Alma das pedras

Foto: Mark Seawell


Tive uma colega de Geologia que era uma caga-tacos. Magrita, enfezada, tímida, mal se lhe ouvia um som Não projetava a voz, não articulava corretamente, fechava as vogais, desejando que não a ouvissem, tal como existia pedindo aos deuses que ninguém notasse a sua presença. E realmente ninguém dava por ela.
Ali estava aquele ser, tremendo, balbuciando, e uma pessoa perguntando-se como aguentaria as aulas. 
Certa semana, no âmbito de um projeto transdisciplinar, calhou-me estar presente numa das suas aulas, tal como ela estaria posteriormente numa das minhas, numa turma que tínhamos em comum. 

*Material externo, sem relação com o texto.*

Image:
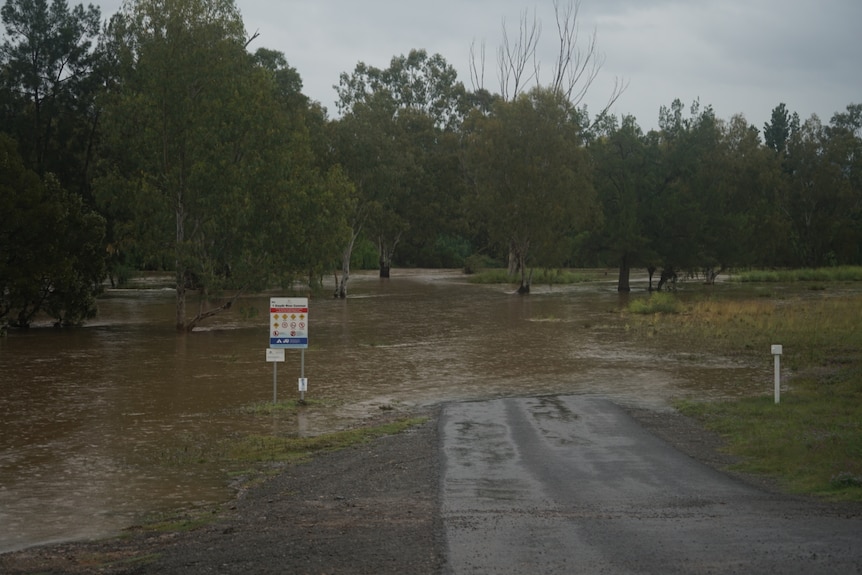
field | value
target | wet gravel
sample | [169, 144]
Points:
[373, 508]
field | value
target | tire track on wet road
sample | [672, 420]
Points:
[572, 484]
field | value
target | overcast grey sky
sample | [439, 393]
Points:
[740, 56]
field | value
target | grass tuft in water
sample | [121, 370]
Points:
[657, 302]
[833, 274]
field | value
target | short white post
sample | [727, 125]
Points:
[776, 353]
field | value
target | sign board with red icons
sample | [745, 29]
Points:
[288, 323]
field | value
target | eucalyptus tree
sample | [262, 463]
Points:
[530, 179]
[210, 170]
[820, 195]
[690, 172]
[386, 114]
[49, 90]
[623, 178]
[51, 247]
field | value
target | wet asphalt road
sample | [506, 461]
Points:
[571, 484]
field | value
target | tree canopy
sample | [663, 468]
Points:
[166, 139]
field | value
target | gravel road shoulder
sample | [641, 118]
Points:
[373, 508]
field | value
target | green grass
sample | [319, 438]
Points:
[828, 275]
[657, 302]
[812, 441]
[269, 448]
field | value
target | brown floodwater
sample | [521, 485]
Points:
[96, 423]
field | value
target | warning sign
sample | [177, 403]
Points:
[288, 323]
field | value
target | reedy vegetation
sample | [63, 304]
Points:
[812, 441]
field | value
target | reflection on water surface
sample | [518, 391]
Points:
[91, 419]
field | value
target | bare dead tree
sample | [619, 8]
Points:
[515, 58]
[574, 71]
[477, 67]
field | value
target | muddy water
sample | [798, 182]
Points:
[91, 419]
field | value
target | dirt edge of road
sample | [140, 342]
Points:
[370, 508]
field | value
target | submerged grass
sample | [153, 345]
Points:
[833, 274]
[812, 440]
[548, 277]
[270, 449]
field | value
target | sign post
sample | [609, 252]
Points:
[274, 356]
[289, 330]
[776, 353]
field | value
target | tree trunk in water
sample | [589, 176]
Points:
[625, 271]
[341, 287]
[651, 272]
[181, 300]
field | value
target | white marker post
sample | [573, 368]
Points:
[274, 356]
[776, 353]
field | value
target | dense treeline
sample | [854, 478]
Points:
[160, 139]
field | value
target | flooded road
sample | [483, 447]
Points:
[91, 419]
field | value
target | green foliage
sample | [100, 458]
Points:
[532, 178]
[209, 163]
[812, 440]
[51, 257]
[364, 256]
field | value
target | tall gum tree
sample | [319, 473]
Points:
[386, 114]
[202, 150]
[531, 180]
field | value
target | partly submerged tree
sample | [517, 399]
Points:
[205, 158]
[48, 86]
[387, 115]
[530, 179]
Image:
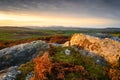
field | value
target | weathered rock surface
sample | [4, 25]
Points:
[106, 48]
[18, 54]
[11, 74]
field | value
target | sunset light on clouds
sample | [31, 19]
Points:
[59, 13]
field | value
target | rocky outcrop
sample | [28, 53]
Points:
[22, 53]
[11, 74]
[106, 48]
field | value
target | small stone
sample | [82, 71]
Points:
[67, 52]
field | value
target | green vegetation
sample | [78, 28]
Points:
[77, 59]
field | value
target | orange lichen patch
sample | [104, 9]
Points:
[42, 67]
[114, 74]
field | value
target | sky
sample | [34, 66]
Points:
[75, 13]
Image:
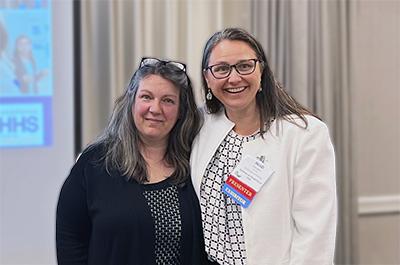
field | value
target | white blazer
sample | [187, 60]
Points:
[292, 219]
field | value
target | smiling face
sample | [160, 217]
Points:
[156, 108]
[236, 92]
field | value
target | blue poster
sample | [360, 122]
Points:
[26, 85]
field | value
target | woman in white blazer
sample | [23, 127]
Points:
[285, 212]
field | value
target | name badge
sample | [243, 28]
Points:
[246, 180]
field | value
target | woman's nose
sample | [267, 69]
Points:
[155, 107]
[234, 76]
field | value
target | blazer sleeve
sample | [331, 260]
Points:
[314, 202]
[72, 219]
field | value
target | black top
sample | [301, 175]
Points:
[105, 219]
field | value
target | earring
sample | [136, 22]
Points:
[209, 95]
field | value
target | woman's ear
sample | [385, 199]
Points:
[206, 78]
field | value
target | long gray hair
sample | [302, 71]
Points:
[273, 101]
[120, 139]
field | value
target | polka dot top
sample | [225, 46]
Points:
[221, 216]
[164, 207]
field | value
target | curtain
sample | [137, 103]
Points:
[116, 34]
[307, 43]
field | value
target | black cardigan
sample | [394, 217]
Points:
[105, 219]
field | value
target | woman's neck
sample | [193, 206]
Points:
[246, 122]
[157, 168]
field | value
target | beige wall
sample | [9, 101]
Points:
[376, 128]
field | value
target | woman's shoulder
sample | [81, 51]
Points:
[92, 154]
[309, 122]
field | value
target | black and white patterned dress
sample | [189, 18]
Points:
[222, 217]
[105, 219]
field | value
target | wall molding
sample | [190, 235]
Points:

Aquilo começou mal. Fechada, acabrunhada, mal levantava os olhos da secretária, sobretudo muito envergonhada com a minha presença. A certa altura levanta-se, porque alguém ali teria de começar, e os putos começam a atirar-lhe questões. A tímida responde hesitante, pausadamente, primeiro, mas concentrando-se na matéria, exclusivamente, no seu saber, esquecendo a audiência, e inicia um dos mais belos discursos sobre calhaus a que assisti. Ela dava vida às pedras, usando verbos expressivos para lhes atribuir características morfológicas ou de comportamento perante diversos fenómenos. As pedras, no seu discurso, eram pássaros, pequenos bichos que se viam sujeitos a condições adversas, choravam, envelheciam e sobreviviam ao abandono. As pedras tinham pele e carne. Voava, pairando sobre a matéria, tornando-a compreensível, palpável. Aquela meia-leca de mulher, com medo de tudo e todos, transfigurava-se confrontada com a sua paixão. Nós não existíamos totalmente. Era certo que estava ali alguém. Ela sabia-o, e só isso faria sentido, mas éramos o menos, porque o que ali estava certo era ela saber tudo sobre geologia e conseguir transmiti-lo com poesia e notórias capacidades oratórias. Saí a sorrir.
Sou curiosa sobre pessoas. Quero conhecer e interrogar a natureza do outro. Fascino-me com comportamentos, com as histórias de vida. Porque é ela assim? Porque fez ele aquilo? Como suporta aqueloutro? O livre-arbítrio surpreende-me. Ninguém faz o que deve, ou, pelo menos, raros são os que o realizam pela via sacramental. Cada pessoa é a sua história e eu assisto fascinada ao filme dessa vida, sequiosa por mais. Porque és assim? Porque foste? Porque insististe? Porque aceitaste um sofrimento que ninguém te pedia? O que te motivava? Talvez a minha paixão seja fazer perguntas sobre os percursos alheios, mas não sei explicá-lo, tal como a minha colega tímida não saberia explicar porque amava o granito e mármore.